Does the Rise of AI Precede the End of Code? (itproportal.com)
An anonymous reader shares an article: It's difficult to know what's in store for the future of AI but let's tackle the most looming question first: are engineering jobs threatened? As anticlimactic as it may be, the answer is entirely dependent on what timeframe you are talking about. In the next decade? No, entirely unlikely. Eventually? Most definitely. The kicker is that engineers never truly know how the computer is able to accomplish these tasks. In many ways, the neural operations of the AI system are a black box. Programmers, therefore, become the AI coaches. They coach cars to self-drive, coach computers to recognise faces in photos, coach your smartphone to detect handwriting on a check in order to deposit electronically, and so on. In fact, the possibilities of AI and machine learning are limitless. The capabilities of AI through machine learning are wondrous, magnificent... and not going away. Attempts to apply artificial intelligence to programming tasks have resulted in further developments in knowledge and automated reasoning. Therefore, programmers must redefine their roles. Essentially, software development jobs will not become obsolete anytime soon but instead require more collaboration between humans and computers. For one, there will be an increased need for engineers to create, test and research AI systems. AI and machine learning will not be advanced enough to automate and dominate everything for a long time, so engineers will remain the technological handmaidens.

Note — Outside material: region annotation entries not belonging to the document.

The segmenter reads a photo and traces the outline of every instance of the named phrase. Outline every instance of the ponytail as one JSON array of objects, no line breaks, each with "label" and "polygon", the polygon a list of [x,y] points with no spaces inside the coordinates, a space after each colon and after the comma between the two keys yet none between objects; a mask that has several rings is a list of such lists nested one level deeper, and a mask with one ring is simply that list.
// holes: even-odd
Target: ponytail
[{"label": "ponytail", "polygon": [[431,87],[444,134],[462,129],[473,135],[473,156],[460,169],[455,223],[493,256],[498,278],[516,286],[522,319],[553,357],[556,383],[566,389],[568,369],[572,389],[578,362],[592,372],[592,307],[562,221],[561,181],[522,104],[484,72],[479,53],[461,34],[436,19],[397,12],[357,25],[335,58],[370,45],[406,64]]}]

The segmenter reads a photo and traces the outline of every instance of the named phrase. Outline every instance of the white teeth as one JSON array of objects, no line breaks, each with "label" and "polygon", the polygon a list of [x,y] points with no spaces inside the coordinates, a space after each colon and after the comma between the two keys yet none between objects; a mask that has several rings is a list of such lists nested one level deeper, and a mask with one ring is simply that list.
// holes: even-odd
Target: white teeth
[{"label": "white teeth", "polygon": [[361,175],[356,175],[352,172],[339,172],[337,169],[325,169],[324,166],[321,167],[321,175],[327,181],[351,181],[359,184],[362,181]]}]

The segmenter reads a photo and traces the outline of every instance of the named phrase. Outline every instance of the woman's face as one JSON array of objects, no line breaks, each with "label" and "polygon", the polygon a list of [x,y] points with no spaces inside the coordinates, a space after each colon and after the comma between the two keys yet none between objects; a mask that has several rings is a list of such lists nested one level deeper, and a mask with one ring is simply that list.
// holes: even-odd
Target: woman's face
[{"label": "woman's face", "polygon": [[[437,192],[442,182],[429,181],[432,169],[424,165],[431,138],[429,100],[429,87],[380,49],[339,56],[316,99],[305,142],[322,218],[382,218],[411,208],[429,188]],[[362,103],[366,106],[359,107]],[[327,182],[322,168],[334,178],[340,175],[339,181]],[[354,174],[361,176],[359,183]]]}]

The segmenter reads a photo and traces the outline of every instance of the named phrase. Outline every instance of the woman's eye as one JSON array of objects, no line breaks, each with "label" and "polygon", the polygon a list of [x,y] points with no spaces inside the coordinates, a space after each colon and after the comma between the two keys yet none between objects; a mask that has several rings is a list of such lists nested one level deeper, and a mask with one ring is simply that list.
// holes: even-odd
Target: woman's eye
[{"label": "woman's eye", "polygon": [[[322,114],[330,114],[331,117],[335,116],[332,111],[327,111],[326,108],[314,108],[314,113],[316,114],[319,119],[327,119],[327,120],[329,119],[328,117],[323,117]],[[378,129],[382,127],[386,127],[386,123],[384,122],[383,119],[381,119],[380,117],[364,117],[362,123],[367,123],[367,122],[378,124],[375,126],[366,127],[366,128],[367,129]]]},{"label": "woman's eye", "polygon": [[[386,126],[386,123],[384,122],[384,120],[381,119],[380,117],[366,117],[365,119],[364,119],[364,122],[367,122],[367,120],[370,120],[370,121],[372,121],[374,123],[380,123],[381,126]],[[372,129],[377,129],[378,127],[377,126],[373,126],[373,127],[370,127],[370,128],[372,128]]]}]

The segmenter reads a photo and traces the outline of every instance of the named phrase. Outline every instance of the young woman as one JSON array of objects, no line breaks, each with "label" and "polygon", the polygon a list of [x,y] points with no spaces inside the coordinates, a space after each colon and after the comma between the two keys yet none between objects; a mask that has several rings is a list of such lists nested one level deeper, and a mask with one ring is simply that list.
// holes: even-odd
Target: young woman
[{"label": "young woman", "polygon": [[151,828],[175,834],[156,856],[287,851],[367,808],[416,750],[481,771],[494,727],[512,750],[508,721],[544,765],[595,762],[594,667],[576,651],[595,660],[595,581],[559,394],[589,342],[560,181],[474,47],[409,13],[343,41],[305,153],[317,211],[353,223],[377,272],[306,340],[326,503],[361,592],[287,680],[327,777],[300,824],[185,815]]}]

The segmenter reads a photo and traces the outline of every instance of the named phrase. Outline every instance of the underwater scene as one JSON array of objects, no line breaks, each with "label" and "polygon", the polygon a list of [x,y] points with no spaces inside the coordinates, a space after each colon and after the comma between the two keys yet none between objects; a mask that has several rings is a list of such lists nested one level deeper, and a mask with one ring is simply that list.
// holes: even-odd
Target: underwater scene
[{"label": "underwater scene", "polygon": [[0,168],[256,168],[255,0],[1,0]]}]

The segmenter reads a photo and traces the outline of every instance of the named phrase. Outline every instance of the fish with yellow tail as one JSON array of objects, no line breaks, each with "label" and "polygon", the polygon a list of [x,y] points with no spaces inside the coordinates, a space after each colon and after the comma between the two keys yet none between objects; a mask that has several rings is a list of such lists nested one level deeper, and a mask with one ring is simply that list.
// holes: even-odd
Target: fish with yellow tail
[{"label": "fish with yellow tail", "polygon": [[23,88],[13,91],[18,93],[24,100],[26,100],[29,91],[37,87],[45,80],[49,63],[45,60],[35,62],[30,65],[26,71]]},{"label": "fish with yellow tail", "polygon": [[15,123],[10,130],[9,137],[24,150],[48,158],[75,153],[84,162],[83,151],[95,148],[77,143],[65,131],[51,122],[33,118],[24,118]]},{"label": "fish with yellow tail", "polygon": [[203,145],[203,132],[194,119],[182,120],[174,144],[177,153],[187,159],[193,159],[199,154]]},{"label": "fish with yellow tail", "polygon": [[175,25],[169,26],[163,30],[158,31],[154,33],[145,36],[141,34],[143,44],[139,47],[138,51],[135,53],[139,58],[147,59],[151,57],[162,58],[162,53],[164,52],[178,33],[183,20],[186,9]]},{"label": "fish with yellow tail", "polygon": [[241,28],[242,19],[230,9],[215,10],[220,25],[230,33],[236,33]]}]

More to the point, when AIs learn to write code better than human coders, the humans are no longer coders, they will instead be writing specifications for the code that the AI will write: essentially they will be managers for the AI.
In fact, the possibilities of AI and machine learning are limitless
Limitless... that's a pretty far-fetched claim.

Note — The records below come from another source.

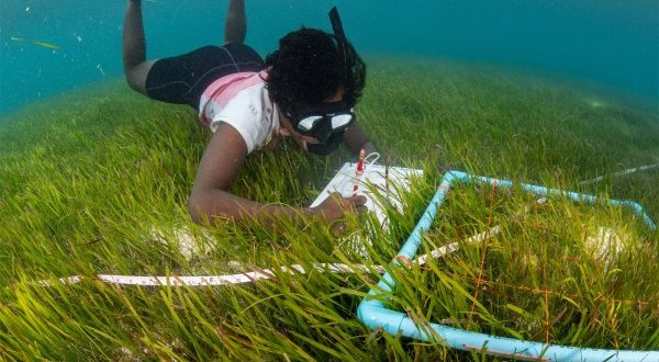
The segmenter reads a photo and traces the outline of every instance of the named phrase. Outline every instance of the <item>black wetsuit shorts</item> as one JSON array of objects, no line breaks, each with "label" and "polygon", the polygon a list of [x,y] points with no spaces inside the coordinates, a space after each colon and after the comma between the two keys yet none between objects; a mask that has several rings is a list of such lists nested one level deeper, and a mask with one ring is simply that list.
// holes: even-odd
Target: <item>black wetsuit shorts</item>
[{"label": "black wetsuit shorts", "polygon": [[260,71],[264,67],[264,59],[245,44],[204,46],[158,59],[146,76],[146,94],[198,110],[201,94],[213,81],[235,72]]}]

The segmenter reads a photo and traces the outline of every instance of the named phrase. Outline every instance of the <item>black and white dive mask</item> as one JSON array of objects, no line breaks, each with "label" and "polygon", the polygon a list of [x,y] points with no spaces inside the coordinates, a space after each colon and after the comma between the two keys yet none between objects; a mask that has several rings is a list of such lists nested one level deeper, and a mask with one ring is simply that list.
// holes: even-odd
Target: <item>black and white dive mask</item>
[{"label": "black and white dive mask", "polygon": [[[355,59],[354,54],[349,52],[348,42],[344,34],[343,24],[336,7],[330,10],[330,21],[337,42],[339,56],[343,59],[346,80],[346,94],[351,91],[351,68]],[[344,95],[345,97],[345,95]],[[323,102],[306,110],[297,110],[286,112],[287,117],[294,125],[295,131],[305,136],[315,138],[317,144],[308,144],[306,149],[317,155],[327,155],[335,150],[343,140],[344,133],[355,122],[353,104],[349,102]]]}]

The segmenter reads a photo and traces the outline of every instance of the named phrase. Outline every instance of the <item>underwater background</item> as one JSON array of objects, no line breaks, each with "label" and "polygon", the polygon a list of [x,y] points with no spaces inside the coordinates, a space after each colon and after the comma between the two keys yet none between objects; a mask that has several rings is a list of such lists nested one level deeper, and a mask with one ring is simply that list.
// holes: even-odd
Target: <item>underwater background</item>
[{"label": "underwater background", "polygon": [[[148,58],[222,43],[228,1],[143,2]],[[247,44],[265,56],[300,25],[330,31],[334,4],[367,61],[407,55],[528,69],[616,89],[657,110],[656,0],[248,0]],[[125,7],[107,0],[0,2],[0,115],[121,78]]]}]

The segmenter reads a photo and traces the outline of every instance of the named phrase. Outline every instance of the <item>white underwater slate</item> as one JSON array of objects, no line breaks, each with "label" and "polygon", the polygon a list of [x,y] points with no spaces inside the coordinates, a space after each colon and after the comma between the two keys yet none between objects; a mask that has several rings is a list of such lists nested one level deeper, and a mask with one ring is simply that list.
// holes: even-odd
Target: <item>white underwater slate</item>
[{"label": "white underwater slate", "polygon": [[[339,193],[344,197],[354,194],[366,196],[366,207],[369,212],[373,212],[382,228],[388,229],[389,219],[387,212],[381,202],[378,202],[379,195],[384,195],[391,205],[398,211],[401,211],[402,204],[399,192],[410,190],[410,181],[412,177],[423,176],[423,170],[410,169],[404,167],[386,167],[381,165],[365,165],[364,173],[356,177],[357,163],[346,162],[336,172],[330,183],[319,194],[316,200],[311,204],[311,207],[320,205],[332,193]],[[357,192],[354,189],[357,185]],[[354,237],[347,240],[351,248],[356,249],[361,256],[366,256],[366,250],[362,240]]]}]

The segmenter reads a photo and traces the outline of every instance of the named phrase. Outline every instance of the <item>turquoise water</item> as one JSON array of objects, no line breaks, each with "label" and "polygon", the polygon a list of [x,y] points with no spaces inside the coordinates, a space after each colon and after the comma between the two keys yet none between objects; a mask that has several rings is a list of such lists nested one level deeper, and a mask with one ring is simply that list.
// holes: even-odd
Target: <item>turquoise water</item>
[{"label": "turquoise water", "polygon": [[[220,44],[227,3],[144,0],[148,57]],[[659,99],[657,0],[247,0],[247,43],[266,55],[302,24],[330,30],[326,13],[333,4],[367,61],[402,54],[495,64],[594,82],[655,103]],[[122,77],[125,5],[0,2],[0,114]]]}]

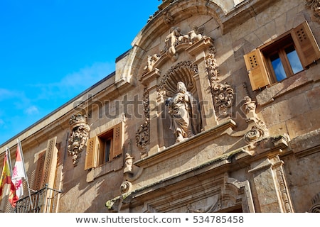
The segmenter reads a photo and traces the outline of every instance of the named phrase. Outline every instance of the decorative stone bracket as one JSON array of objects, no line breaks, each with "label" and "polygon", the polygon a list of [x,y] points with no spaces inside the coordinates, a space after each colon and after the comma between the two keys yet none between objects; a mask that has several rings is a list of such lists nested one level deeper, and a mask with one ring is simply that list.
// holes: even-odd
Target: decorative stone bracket
[{"label": "decorative stone bracket", "polygon": [[73,157],[73,165],[76,166],[81,157],[81,152],[87,145],[90,127],[87,125],[86,115],[73,114],[69,124],[71,135],[68,140],[68,151]]},{"label": "decorative stone bracket", "polygon": [[311,9],[314,19],[320,23],[320,0],[306,0],[306,6]]}]

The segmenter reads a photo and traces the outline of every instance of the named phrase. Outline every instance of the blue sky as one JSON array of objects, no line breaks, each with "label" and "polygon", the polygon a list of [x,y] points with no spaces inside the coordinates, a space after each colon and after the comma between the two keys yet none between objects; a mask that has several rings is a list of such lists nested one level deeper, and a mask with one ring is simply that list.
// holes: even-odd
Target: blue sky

I wasn't around during the turn of the last century, but judging from various literature of the period a lot of people back then had some pretty harebrained ideas too. Steam power and electricity and intricate brass gears were going to somehow give us miraculous stuff like time travel.
With C, we got optimizing compilers that totally rewrite the specification, doing things in a different order, entirely skipping steps that don't end up affecting the result, etc.
We didn't. FORTRAN I was specificially designed with optimization in mind and in fact the first compiler was an optimizing compiler:
https://compilers.iecc.com/com...
But yes, your point is otherwise sound. What is run-of-the-mill compiler optimization today would have been AI in the days of FORTRAN I. Modern code looks nothing like the early machine-level descriptions. I also agree that languages are (and will increasingly become) precise specifications of what we want with the details left up to the compiler.